Does the description disclose side effects, auth requirements, rate limits, or destructive behavior?

With no annotations provided, the description carries the full burden of behavioral disclosure. It states the tool retrieves an order but fails to describe key behaviors: whether it's a read-only operation, what happens if the order ID is invalid (e.g., error handling), or any rate limits or authentication requirements. This leaves significant gaps in understanding how the tool behaves in practice.

Agents need to know what a tool does to the world before calling it. Descriptions should go beyond structured annotations to explain consequences.

Conciseness5/5

Is the description appropriately sized, front-loaded, and free of redundancy?

The description is extremely concise and front-loaded, consisting of a single, clear sentence that directly states the tool's purpose. There is no wasted verbiage, and it efficiently communicates the core functionality without unnecessary elaboration.

Shorter descriptions cost fewer tokens and are easier for agents to parse. Every sentence should earn its place.

Completeness2/5

Given the tool's complexity, does the description cover enough for an agent to succeed on first attempt?

Given the lack of annotations and output schema, the description is incomplete for a retrieval tool. It doesn't explain what is returned (e.g., order details, error formats) or address behavioral aspects like error conditions. While the purpose is clear, the overall context for effective tool use is insufficient.

Complex tools with many parameters or behaviors need more documentation. Simple tools need less. This dimension scales expectations accordingly.

Parameters3/5

Does the description clarify parameter syntax, constraints, interactions, or defaults beyond what the schema provides?

The schema description coverage is 100%, with the single parameter 'orderId' fully documented in the schema as 'ID of the order to retrieve'. The description adds no additional semantic context beyond implying the parameter is required for retrieval, so it meets the baseline score without compensating for or enhancing the schema information.

Input schemas describe structure but not intent. Descriptions should explain non-obvious parameter relationships and valid value ranges.

Purpose4/5

Does the description clearly state what the tool does and how it differs from similar tools?

The description clearly states the action ('Get') and resource ('a single order by ID'), making the purpose immediately understandable. It distinguishes this from sibling tools like 'get-orders' (plural) by specifying retrieval of a single order, though it doesn't explicitly contrast with other sibling tools beyond this implicit differentiation.

Agents choose between tools based on descriptions. A clear purpose with a specific verb and resource helps agents select the right tool.

Usage Guidelines2/5

Does the description explain when to use this tool, when not to, or what alternatives exist?

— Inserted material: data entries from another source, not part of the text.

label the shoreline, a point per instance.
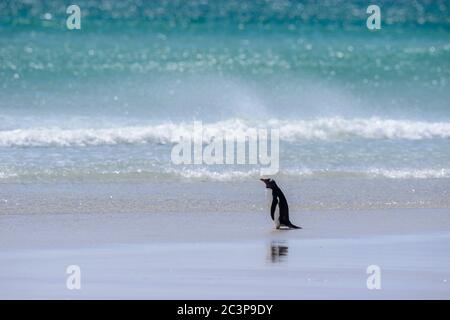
(221, 255)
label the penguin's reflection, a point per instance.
(278, 251)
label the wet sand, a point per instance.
(226, 255)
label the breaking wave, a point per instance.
(291, 130)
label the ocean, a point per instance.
(108, 102)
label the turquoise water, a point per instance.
(104, 102)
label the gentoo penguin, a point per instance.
(279, 210)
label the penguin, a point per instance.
(279, 210)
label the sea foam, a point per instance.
(168, 132)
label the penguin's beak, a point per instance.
(266, 181)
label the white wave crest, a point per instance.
(168, 132)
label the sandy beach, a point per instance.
(134, 134)
(226, 255)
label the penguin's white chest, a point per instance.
(276, 217)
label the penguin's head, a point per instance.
(270, 183)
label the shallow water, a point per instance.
(106, 103)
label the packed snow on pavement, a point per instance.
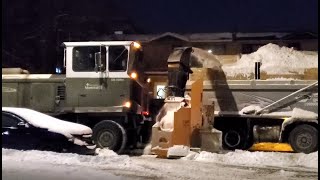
(203, 165)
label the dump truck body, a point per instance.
(104, 88)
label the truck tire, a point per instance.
(304, 138)
(233, 139)
(110, 134)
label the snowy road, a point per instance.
(233, 165)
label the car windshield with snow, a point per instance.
(26, 129)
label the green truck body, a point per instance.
(104, 88)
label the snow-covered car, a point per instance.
(26, 129)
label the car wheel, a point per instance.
(233, 139)
(109, 134)
(304, 138)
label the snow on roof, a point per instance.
(178, 36)
(274, 60)
(41, 120)
(266, 34)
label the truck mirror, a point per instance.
(97, 60)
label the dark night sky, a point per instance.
(224, 15)
(32, 30)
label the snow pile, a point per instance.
(274, 60)
(246, 158)
(106, 158)
(44, 121)
(105, 152)
(250, 109)
(201, 58)
(178, 150)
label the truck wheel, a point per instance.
(233, 139)
(109, 134)
(304, 138)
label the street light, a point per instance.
(56, 31)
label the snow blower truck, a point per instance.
(231, 114)
(104, 87)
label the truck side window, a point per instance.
(84, 58)
(118, 57)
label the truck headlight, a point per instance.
(127, 104)
(134, 75)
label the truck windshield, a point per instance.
(118, 58)
(84, 58)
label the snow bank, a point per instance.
(275, 60)
(104, 158)
(178, 150)
(201, 58)
(246, 158)
(41, 120)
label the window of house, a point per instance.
(85, 58)
(118, 58)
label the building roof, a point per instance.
(210, 37)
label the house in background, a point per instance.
(228, 47)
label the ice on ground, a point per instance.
(250, 109)
(274, 60)
(41, 120)
(105, 158)
(246, 158)
(200, 166)
(105, 152)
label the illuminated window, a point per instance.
(161, 93)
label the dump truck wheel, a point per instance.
(233, 139)
(109, 134)
(304, 138)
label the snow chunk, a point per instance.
(246, 158)
(178, 150)
(105, 152)
(275, 60)
(44, 121)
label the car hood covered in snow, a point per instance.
(44, 121)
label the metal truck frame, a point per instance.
(289, 111)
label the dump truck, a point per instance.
(246, 111)
(103, 87)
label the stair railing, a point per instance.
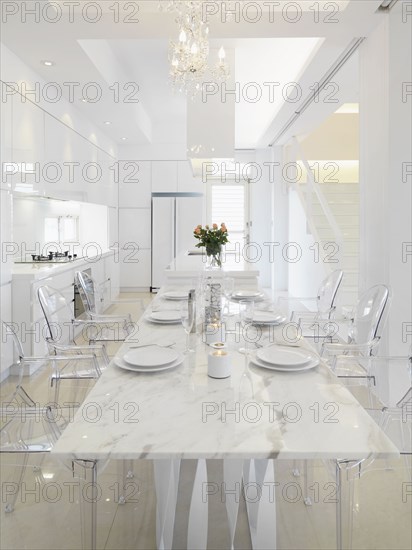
(312, 188)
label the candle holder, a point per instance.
(218, 364)
(214, 333)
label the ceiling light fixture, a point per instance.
(189, 56)
(387, 4)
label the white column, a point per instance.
(385, 155)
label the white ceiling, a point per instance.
(265, 52)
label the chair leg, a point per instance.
(126, 475)
(307, 480)
(344, 506)
(15, 485)
(88, 502)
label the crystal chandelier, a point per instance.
(189, 56)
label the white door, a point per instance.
(229, 203)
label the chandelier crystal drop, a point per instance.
(189, 55)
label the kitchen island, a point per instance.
(190, 263)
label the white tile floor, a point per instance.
(46, 515)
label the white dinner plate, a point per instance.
(244, 294)
(165, 316)
(176, 295)
(284, 357)
(268, 318)
(149, 318)
(119, 362)
(311, 365)
(153, 356)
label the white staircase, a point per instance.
(343, 200)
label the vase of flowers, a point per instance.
(212, 239)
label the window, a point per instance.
(228, 203)
(61, 229)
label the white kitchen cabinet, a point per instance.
(28, 278)
(134, 226)
(28, 146)
(6, 346)
(164, 176)
(185, 179)
(6, 127)
(135, 184)
(8, 247)
(28, 131)
(135, 269)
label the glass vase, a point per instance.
(214, 258)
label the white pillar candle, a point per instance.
(218, 364)
(214, 333)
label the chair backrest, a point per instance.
(58, 314)
(88, 291)
(370, 315)
(8, 334)
(328, 290)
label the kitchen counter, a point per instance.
(44, 270)
(189, 264)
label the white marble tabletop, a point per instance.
(182, 413)
(191, 262)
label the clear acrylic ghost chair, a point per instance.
(325, 301)
(351, 359)
(25, 425)
(61, 326)
(392, 410)
(113, 327)
(317, 322)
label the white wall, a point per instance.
(385, 147)
(305, 274)
(39, 132)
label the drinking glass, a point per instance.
(228, 287)
(187, 322)
(246, 310)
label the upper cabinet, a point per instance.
(164, 176)
(174, 176)
(50, 158)
(185, 180)
(135, 184)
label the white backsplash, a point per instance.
(29, 214)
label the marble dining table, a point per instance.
(250, 420)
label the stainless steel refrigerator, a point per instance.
(174, 216)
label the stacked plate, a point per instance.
(251, 295)
(165, 317)
(285, 359)
(268, 318)
(176, 295)
(149, 359)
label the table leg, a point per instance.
(166, 473)
(88, 498)
(344, 503)
(198, 514)
(232, 479)
(259, 488)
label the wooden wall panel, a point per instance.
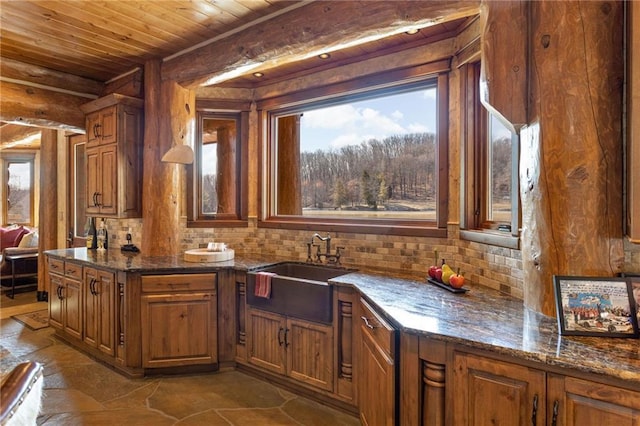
(571, 162)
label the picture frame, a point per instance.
(594, 306)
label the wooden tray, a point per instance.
(447, 286)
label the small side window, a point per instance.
(18, 189)
(490, 189)
(215, 181)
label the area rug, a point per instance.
(34, 320)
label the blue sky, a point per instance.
(351, 123)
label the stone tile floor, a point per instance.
(80, 391)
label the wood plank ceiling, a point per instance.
(98, 41)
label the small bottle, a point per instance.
(100, 236)
(106, 234)
(92, 241)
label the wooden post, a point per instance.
(289, 185)
(48, 221)
(571, 139)
(169, 120)
(571, 162)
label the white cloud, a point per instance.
(330, 118)
(346, 139)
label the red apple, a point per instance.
(438, 274)
(456, 280)
(432, 268)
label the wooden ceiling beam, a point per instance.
(12, 133)
(45, 77)
(320, 26)
(34, 106)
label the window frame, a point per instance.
(389, 82)
(18, 157)
(211, 109)
(474, 189)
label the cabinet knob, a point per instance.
(280, 330)
(367, 323)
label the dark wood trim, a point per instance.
(222, 105)
(494, 238)
(387, 228)
(442, 162)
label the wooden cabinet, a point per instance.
(114, 156)
(577, 402)
(488, 391)
(377, 384)
(99, 305)
(299, 349)
(102, 180)
(65, 313)
(179, 320)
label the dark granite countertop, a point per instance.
(490, 320)
(482, 318)
(135, 262)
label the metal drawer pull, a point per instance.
(280, 330)
(367, 323)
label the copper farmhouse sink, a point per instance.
(299, 290)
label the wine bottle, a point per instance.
(100, 236)
(106, 234)
(92, 239)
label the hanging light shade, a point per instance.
(181, 154)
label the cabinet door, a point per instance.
(93, 180)
(265, 340)
(487, 391)
(56, 305)
(99, 310)
(576, 402)
(108, 179)
(178, 329)
(376, 391)
(90, 306)
(309, 349)
(105, 293)
(72, 313)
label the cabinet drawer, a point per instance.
(183, 282)
(56, 266)
(379, 329)
(73, 270)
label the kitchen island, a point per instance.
(446, 353)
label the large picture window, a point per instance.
(367, 161)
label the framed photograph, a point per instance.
(635, 291)
(589, 306)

The description provides no guidance on when to use this tool versus alternatives like 'get-orders' or other retrieval tools. It lacks context about prerequisites, such as needing an existing order ID, and offers no explicit when-not-to-use or alternative recommendations, leaving usage decisions to inference.

Agents often have multiple tools that could apply. Explicit usage guidance like "use X instead of Y when Z" prevents misuse.